To understand this, some background is required so bear with us.

Senator Latimer’s relationship with Judge Kettner goes back more than a decade. Latimer and Kettner, until recently, had made no effort to conceal it. The couple are often seen at events in New Rochelle including political fundraisers where Kettner is known for saving a seat at banquet tables for Latimer and then sitting together when the invariably late Latimer arrives, they are seen holding hands, when Kettner lived on Drake Avenue in New Rochelle Latimer was often seen entering or leaving her apartment building, his vehicle was often seen parked out front, they have often been seen out at dinner together as a couple on weekends at favorite restaurants including the Sedona Tap House in Mamaroneck or the opened-then-closed-then-reopened Post Road Ale House. When Latimer addresed students at Jefferson Elementary School in New Rochelle last year, it was Kettner, dressed in her judicial robes, who conducted the mock swearing-in of the recently re-elected Senator.

Whether to raise the Latimer-Kettner relationship as a political issue has been considered by numerous political campaign organizations over the years going back to Kettner’s failed 2007 bid for New Rochelle City Council, to various Latimer races, to Kettner’s successful run for New Rochelle City Court Judge in 2010.

In 2012, Bob Cohen’s failed State Senate campaign raised the matter obliquely by raising questions about the many “dinners for two” on Latimer campaign spending reports. Kettner is known to accompany Latimer on the campaign trail with the implication being that Latimer and Kettner would go to an event then out to dinner afterwards and charge the meals to his campaign fund. Cohen campaign operatives denied fostering the intended implication but the matter soon became a hot topic for a day or two on WVOX, a local talk radio station in New Rochelle and so the political purpose was served.

In our exclusive reporting on Latimer’s July car crash in which Latimer appears to have run a red light leading to a collision that injured two people, we asked two signifcant questions that Latimer refused to answer: why was he driving Westbound along Wilmot Road in New Rochelle in such a rush on a late Friday afternoon and why he was driving a Jeep owned by his Community Outreach Director rather than his own vehicle.

As we told Latimer prior to running that story, it does not take a genius to figure that out – if you know to use Google.

A Google search shows Susan Kettner’s home address is located in the Bonnie Crest neighborhood of New Rochelle and plotting a line Westbound from the location of the crash shows a direct route running down Wilmot Road straight into Fenimore Road, the heart of the Bonnie Crest neighborhood.

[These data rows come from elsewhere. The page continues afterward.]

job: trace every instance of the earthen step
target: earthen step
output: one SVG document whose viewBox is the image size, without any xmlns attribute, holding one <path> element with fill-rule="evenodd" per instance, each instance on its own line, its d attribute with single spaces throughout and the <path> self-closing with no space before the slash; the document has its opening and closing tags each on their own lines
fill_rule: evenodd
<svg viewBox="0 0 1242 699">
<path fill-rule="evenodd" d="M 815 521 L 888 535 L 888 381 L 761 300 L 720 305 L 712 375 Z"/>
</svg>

As for driving someone else’s car, a vehicle owned by a New York State Senator is entitled to carry special license plates which indicate the owner is a New York State Senator and the number of their district. A vehicle parked at Judge Kettner’s house with Senate District 37 plates might well attract the attention of nosy neighbors.

This is where things get a bit complicated for Kettner. If, as appears to be the case, the New Rochelle Police Department hushed up Latimer’s car crash to shield her from unwanted attention on her relationship with Latimer you start to raise questions about ethical behavior by a sitting judge in New York State and conflicts of interest because one of three ways a Judge can be removed from the bench is to be impeached by a majority vote of the assembly then removed by a two-thirds vote a special court made up of judges of the court of appeals. the president of the senate, and the senators, including George Latimer.

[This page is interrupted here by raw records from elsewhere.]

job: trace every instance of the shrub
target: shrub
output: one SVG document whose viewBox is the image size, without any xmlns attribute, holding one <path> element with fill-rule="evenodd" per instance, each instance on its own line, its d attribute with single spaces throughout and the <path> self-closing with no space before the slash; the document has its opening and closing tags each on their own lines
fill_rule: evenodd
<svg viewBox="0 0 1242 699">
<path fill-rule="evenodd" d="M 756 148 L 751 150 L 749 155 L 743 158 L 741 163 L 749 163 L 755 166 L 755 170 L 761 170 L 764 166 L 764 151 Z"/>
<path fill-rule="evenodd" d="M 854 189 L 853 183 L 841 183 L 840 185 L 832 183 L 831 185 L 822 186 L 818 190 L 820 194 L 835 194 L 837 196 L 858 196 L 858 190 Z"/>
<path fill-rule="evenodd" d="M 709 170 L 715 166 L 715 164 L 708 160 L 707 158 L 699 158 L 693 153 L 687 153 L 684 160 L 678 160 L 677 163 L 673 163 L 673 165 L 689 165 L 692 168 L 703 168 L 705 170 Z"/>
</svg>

It would not be the first time. Kettner has a prior history of unethical behavior while on the bench of the City Court of New Rochelle.

Section 100.5 of the New York State Advisory Committee on Judicial Ethics Handbook states that a judge or candidate for elective judicial office will refrain from inappropriate political activity: engaging in any partisan political activity including making a contribution to a political organization or candidate and/or purchasing tickets for politically sponsored dinners or other functions, including any such function for a non-political purpose.

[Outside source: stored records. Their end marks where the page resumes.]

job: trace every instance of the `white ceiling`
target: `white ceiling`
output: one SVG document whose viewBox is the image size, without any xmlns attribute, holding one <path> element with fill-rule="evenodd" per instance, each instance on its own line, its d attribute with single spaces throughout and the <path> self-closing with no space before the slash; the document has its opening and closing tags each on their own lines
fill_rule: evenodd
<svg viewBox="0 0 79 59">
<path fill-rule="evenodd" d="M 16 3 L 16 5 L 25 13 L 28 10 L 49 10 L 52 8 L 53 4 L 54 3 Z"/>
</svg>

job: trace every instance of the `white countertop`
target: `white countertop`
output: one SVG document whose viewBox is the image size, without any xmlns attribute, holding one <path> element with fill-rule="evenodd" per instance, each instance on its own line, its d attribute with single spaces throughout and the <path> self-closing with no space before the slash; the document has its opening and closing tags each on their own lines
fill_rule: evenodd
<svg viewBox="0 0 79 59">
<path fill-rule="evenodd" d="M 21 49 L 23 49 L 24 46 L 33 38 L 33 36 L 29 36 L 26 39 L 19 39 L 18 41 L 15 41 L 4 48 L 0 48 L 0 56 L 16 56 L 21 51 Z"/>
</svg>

In 2011, Judge Kettner made what she later acknowledged was an illegal campaign contribution. She gave $500 to the campaign of New Rochelle City Council Member Barry Fertel.

Fertel, a New Rochelle City Council member, is an attorney in New Rochelle who might well have been expected to have business before Judge Kettner.

The contribution to Fertel is just one of what may have been a series of illegal campaign contributions by Kettner to Democrats while a judicial candidate and after she was sworn in as a judge on January 1, 2011.

On March 16, 2011, Judge Kettner made a $100 contribution to the Democratic City Committee of New Rochelle. On January 15, 2011, Judge Kettner made a $125 contribution to the Westchester Democratic Committee. On June 27, 2010 (while Susan Kettner was a judicial candidate) Dorothy Kettner (the mother of Susan Kettner) made a $300 contribution to George Latimer’s State Assembly campaign.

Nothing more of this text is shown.